School of Biological Sciences and Technology, Chonnam National University, Gwangju, 61186, Republic of Korea.
Department of Biomedical Engineering, Chung-Ang University, Seoul, 06974, Republic of Korea.
BMC Bioinformatics. 2021 Oct 21;22(Suppl 11):310. doi: 10.1186/s12859-021-04226-0.
Lately, high-throughput RNA sequencing has been extensively used to elucidate the transcriptome landscape and dynamics of cell types of different species. In particular, for most non-model organisms lacking complete reference genomes with high-quality annotation of genetic information, reference-free (RF) de novo transcriptome analyses, rather than reference-based (RB) approaches, are widely used, and RF analyses have substantially contributed toward understanding the mechanisms regulating key biological processes and functions. To date, numerous bioinformatics studies have been conducted for assessing the workflow, production rate, and completeness of transcriptome assemblies within and between RF and RB datasets. However, the degree of consistency and variability of results obtained by analyzing gene expression levels through these two different approaches have not been adequately documented.

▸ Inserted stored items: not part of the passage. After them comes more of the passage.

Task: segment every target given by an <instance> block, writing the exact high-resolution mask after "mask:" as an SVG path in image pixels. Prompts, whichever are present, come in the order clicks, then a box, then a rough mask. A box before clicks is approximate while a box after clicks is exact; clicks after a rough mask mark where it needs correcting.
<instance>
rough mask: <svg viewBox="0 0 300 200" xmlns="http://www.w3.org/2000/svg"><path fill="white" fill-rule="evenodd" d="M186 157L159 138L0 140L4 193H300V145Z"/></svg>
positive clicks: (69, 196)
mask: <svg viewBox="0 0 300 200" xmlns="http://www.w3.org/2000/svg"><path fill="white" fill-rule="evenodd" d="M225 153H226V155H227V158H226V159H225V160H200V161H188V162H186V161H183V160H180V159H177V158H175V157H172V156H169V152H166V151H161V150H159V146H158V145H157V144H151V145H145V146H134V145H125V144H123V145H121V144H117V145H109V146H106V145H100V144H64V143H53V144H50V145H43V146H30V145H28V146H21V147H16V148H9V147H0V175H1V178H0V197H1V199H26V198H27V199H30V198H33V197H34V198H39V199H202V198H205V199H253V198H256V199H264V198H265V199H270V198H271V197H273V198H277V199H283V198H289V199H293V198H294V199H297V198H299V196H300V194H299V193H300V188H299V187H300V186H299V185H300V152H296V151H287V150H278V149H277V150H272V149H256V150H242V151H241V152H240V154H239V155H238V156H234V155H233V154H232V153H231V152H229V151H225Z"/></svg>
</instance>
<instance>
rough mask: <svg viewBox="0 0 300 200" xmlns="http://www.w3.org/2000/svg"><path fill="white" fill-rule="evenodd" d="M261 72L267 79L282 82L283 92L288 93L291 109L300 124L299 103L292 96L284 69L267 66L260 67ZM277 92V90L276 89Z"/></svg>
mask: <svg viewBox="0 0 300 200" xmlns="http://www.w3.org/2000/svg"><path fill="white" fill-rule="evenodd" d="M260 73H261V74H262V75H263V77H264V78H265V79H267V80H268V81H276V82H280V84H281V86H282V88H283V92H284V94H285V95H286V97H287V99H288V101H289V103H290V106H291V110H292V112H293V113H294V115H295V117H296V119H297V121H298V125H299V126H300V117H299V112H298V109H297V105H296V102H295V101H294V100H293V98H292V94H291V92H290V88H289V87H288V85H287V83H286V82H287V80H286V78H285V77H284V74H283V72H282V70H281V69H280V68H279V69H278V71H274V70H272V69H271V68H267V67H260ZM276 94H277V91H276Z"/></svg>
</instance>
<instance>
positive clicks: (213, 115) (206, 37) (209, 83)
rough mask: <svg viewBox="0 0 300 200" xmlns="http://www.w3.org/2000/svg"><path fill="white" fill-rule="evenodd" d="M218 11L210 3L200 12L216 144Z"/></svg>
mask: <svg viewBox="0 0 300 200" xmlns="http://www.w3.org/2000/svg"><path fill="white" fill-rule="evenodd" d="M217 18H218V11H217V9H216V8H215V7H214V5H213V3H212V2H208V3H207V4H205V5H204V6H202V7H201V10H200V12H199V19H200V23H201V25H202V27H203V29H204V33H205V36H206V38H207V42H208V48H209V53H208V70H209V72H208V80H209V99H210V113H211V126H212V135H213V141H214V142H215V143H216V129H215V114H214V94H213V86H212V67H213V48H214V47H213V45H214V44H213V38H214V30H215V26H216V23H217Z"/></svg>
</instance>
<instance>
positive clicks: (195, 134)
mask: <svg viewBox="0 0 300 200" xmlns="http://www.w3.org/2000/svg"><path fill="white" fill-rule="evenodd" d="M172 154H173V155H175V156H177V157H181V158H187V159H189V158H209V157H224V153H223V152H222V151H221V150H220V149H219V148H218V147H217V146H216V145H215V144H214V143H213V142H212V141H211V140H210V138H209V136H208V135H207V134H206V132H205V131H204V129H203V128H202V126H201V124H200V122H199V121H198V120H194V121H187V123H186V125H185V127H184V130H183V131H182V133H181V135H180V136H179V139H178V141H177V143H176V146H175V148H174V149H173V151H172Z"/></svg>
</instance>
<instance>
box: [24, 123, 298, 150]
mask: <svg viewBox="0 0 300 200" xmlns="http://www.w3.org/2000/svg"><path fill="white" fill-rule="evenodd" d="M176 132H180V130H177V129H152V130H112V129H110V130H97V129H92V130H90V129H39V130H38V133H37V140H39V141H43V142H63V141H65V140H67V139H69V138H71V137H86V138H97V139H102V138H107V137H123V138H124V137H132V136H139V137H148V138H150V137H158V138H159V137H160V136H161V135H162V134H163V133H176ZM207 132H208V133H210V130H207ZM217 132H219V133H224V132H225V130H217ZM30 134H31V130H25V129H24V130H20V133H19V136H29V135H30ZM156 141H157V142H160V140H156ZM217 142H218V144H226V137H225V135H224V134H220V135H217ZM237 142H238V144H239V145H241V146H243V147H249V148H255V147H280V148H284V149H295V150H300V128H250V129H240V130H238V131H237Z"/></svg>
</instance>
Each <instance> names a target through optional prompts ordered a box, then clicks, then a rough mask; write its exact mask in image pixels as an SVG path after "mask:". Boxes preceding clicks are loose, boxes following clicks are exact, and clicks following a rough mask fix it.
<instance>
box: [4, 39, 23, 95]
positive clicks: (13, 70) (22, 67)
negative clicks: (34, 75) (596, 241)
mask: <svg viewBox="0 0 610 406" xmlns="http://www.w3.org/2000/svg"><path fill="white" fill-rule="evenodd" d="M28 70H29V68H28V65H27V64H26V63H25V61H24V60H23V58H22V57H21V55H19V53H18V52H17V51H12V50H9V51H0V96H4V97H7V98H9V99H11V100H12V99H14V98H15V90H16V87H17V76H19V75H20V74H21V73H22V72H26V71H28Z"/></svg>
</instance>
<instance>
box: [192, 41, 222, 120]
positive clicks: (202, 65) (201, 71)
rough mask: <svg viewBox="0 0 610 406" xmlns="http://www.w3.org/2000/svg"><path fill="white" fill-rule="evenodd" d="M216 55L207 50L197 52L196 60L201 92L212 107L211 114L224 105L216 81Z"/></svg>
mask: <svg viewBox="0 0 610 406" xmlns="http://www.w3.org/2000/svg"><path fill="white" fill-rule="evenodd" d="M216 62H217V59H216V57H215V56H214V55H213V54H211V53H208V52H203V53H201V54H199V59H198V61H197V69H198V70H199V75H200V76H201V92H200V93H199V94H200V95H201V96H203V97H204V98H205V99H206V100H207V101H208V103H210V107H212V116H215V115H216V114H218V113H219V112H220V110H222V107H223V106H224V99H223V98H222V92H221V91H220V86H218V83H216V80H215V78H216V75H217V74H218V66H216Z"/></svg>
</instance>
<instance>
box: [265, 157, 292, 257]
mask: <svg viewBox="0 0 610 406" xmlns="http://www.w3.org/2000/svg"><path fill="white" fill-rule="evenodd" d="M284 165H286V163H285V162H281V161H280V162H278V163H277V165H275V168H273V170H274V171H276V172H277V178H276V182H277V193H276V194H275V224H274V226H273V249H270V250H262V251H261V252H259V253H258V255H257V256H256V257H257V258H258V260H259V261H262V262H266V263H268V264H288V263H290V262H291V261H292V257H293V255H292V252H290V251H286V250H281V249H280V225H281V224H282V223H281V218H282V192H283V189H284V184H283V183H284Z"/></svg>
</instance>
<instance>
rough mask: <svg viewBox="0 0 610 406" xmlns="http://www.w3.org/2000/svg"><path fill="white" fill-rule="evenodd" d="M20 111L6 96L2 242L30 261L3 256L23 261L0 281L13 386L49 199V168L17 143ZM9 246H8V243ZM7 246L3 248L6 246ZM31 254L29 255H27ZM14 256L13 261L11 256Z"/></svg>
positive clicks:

In the present study, we evaluated the differences in expression profiles obtained with RF and RB approaches and revealed that the former tends to be satisfactorily replaced by the latter with respect to transcriptome repertoires, as well as from a gene expression quantification perspective. In addition, we urge cautious interpretation of these findings. Several genes that are lowly expressed, have long coding sequences, or belong to large gene families must be validated carefully, whenever gene expression levels are calculated using the RF method.
Our empirical results indicate important contributions toward addressing transcriptome-related biological questions in non-model organisms.
最近,高通量 RNA 测序已被广泛用于阐明不同物种细胞类型的转录组全景和动态。特别是对于大多数缺乏具有高质量遗传信息注释的完整参考基因组的非模式生物,无参考(RF)从头转录组分析而不是基于参考(RB)的方法被广泛使用,RF 分析大大有助于理解调节关键生物过程和功能的机制。迄今为止,已经进行了许多生物信息学研究,以评估 RF 和 RB 数据集内和数据集之间转录组组装的工作流程、产量和完整性。然而,通过这两种不同方法分析基因表达水平获得的结果的一致性和可变性程度尚未得到充分记录。
在本研究中,我们评估了 RF 和 RB 方法获得的表达谱之间的差异,并揭示了前者在转录组谱方面,以及从基因表达定量的角度来看,前者往往可以被后者令人满意地取代。此外,我们敦促谨慎解释这些发现。无论使用 RF 方法计算基因表达水平时,对于低表达、长编码序列或属于大基因家族的几个基因,都必须仔细验证。
我们的经验结果表明,这对解决非模式生物中转录组相关的生物学问题具有重要贡献。